Sidebar. Whenever it’s just the 3 of us out together, I’m assumed as the white dad to this mix race kiddo. It boggles the mind because apart from his being part-white we look nothing alike but cis-heteronormativity and racism do their thing./
[Picture by Francisco Gonzalez on Unsplash. Description: person sitting in a field, hands covering their bowed head.]
My friend went ahead with her kiddo while I got the colouring books, crayons and what not together. The elderly woman who complained waited until they had crossed the restaurant’s front door to tell me my godson needed a spanking and she would give it to him if I wouldn’t.
I didn’t mince words of how much I opposed her child abuse advocacy. Thank goodness my godson doesn’t know what happened, and that I was already on my way out. I didn’t give this elderly woman a chance to escalate.
It’s always upsetting to get unsolicited (assumed) parenting advice. But advocating for spanking, makes my blood boil.
[Picture by Whoislimos on Unsplash. Description: Man sitting on the edge of a bridge over a crowded urban street, looking down to the sidewalk.]
I remember growing up, virtually every time I was difficult, someone would wait until my mum was out of ear shot to tell my dad I should be spanked. My dad was opposed to physical punishment, so the “suggestion” led to nothing.
The assumption that if physical violence is to be dealt out, within a family headed by a cishet couple, it will be the dad who will deal it, has always baffled me. My dad is the only member of my family of origin who never hit me.

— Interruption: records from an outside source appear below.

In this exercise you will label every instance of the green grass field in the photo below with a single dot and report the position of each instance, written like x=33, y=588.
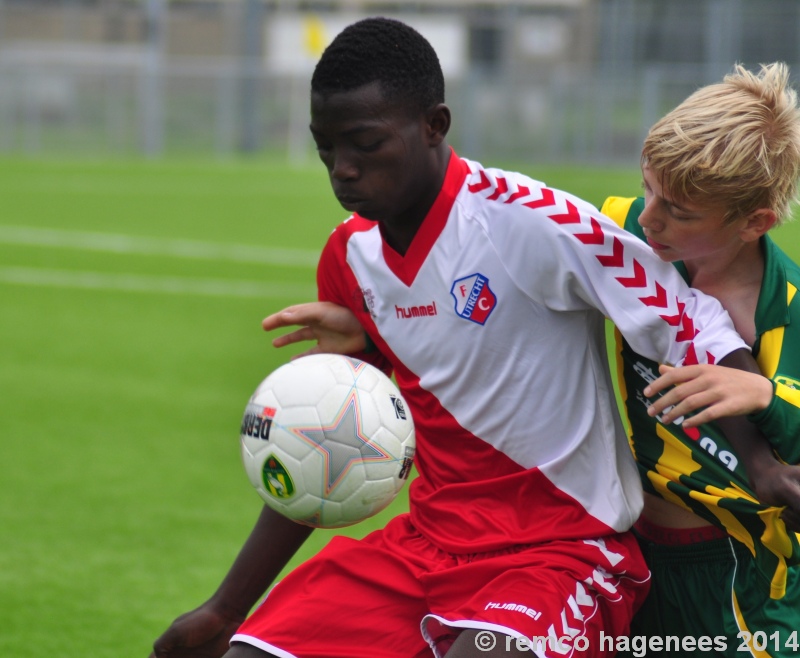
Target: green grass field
x=131, y=296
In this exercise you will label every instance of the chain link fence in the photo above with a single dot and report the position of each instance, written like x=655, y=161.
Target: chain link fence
x=545, y=80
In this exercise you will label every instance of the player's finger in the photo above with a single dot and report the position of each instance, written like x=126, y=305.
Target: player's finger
x=297, y=336
x=669, y=377
x=686, y=406
x=289, y=316
x=705, y=416
x=679, y=394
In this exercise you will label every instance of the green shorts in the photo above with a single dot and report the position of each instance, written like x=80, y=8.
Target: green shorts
x=710, y=599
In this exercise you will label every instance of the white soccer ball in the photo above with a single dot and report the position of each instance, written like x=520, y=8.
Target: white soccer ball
x=327, y=440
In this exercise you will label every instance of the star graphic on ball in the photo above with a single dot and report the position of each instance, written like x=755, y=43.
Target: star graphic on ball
x=342, y=443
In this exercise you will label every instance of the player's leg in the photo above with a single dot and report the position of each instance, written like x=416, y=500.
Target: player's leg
x=691, y=601
x=553, y=599
x=354, y=599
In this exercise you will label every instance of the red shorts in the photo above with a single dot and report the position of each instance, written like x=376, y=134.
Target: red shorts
x=394, y=594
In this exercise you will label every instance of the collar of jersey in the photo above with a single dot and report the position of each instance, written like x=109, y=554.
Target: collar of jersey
x=407, y=266
x=772, y=308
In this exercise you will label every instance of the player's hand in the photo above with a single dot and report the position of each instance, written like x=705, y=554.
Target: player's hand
x=201, y=633
x=335, y=328
x=717, y=390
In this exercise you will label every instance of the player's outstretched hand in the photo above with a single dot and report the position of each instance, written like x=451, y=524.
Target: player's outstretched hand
x=201, y=633
x=717, y=390
x=335, y=328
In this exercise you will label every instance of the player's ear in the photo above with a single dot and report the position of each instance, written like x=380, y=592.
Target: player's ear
x=438, y=123
x=758, y=223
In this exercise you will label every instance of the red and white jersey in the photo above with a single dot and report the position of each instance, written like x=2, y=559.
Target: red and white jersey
x=493, y=322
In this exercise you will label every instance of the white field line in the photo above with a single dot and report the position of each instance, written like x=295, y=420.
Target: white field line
x=155, y=284
x=128, y=244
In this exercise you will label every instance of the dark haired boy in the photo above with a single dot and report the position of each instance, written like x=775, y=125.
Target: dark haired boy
x=517, y=535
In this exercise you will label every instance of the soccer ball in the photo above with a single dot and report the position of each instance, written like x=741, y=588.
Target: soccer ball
x=327, y=440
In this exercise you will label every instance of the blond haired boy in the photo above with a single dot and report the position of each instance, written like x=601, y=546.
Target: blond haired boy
x=719, y=172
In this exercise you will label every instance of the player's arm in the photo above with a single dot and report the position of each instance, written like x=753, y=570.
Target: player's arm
x=207, y=630
x=718, y=390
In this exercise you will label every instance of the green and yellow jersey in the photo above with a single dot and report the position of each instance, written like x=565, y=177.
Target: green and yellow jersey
x=697, y=468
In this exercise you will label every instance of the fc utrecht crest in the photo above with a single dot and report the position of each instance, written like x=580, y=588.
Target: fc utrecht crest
x=475, y=301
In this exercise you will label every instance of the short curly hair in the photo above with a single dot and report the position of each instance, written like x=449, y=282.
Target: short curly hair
x=386, y=51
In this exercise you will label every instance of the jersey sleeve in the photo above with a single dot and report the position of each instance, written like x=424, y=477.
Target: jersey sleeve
x=779, y=359
x=780, y=421
x=568, y=256
x=336, y=284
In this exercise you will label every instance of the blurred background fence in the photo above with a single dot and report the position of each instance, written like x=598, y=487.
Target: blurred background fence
x=543, y=80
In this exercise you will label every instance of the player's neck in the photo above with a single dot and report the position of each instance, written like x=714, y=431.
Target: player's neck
x=735, y=280
x=399, y=231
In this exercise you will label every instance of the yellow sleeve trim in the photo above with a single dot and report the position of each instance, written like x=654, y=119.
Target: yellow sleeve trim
x=617, y=208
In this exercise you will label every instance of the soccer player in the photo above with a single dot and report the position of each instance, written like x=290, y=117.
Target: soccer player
x=526, y=488
x=720, y=171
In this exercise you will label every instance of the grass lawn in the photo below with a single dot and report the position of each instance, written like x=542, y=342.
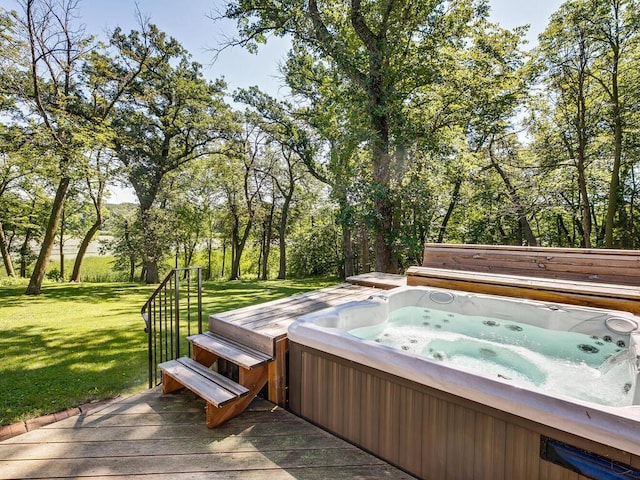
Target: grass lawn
x=77, y=343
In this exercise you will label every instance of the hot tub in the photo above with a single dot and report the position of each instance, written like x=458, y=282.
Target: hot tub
x=456, y=403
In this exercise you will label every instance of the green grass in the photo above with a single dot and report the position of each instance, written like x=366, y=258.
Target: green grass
x=78, y=343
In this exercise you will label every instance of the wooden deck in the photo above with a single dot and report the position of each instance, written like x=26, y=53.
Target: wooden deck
x=154, y=436
x=263, y=327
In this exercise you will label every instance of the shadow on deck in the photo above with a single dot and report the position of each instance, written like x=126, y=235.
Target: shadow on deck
x=150, y=435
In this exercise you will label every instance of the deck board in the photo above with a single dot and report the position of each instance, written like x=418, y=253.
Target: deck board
x=260, y=326
x=150, y=435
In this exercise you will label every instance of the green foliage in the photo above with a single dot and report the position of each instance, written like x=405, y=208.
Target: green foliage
x=315, y=249
x=78, y=343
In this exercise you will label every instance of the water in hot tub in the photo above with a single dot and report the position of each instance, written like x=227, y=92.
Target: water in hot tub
x=590, y=368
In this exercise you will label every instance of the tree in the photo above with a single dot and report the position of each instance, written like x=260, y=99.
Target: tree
x=97, y=172
x=172, y=116
x=385, y=49
x=568, y=55
x=53, y=89
x=293, y=151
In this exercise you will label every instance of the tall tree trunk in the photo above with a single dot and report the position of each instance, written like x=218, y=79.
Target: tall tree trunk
x=366, y=262
x=209, y=253
x=452, y=205
x=82, y=250
x=35, y=282
x=614, y=184
x=224, y=256
x=6, y=257
x=347, y=251
x=267, y=241
x=282, y=231
x=523, y=222
x=24, y=254
x=61, y=231
x=383, y=205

2nd Sidebar. The first time I brought up 1 of the female relatives who used to slap me, it took a single denial on her part for everyone to decide I had lied. Years later, she finally attacked me in front of others. Even so, the severity of what could have been was downplayed. Our relatives were more upset at the object that broke when it hit the wall, because I dodged when she launched it to my face./
[Picture by Ryan Franco on Unsplash. Description: baby frowning while sitting on a picnic blanket in a park.]
It’s unsettling to be self-aware that had I not transitioned, nobody would assume I was one of my godson’s parents. As it is, I’m assumed that all the time. It’s disturbing that within that assumption is that I might be convinced to dispense spanking or other forms of physical violence towards children.
I ache when women cross the street at night to avoid walking by or in front of me. At the beginning of my transition, I wanted to shout out that they had nothing to fear, but instead, such moments made me question my transition. Not my gender (identity), but my visibility as a man, since it came with being a symbol of violence. Eventually I sorted out this was not the point to focus on in these sorts of moments.
The encouragement to spank children is worse. I’m not just a symbol of violence, it’s suggested that this is the correct thing for me to do, because I’m a man. Repulsive.
There’s nothing wrong with being a guy. There’s everything wrong with hitting children, regardless of who does it.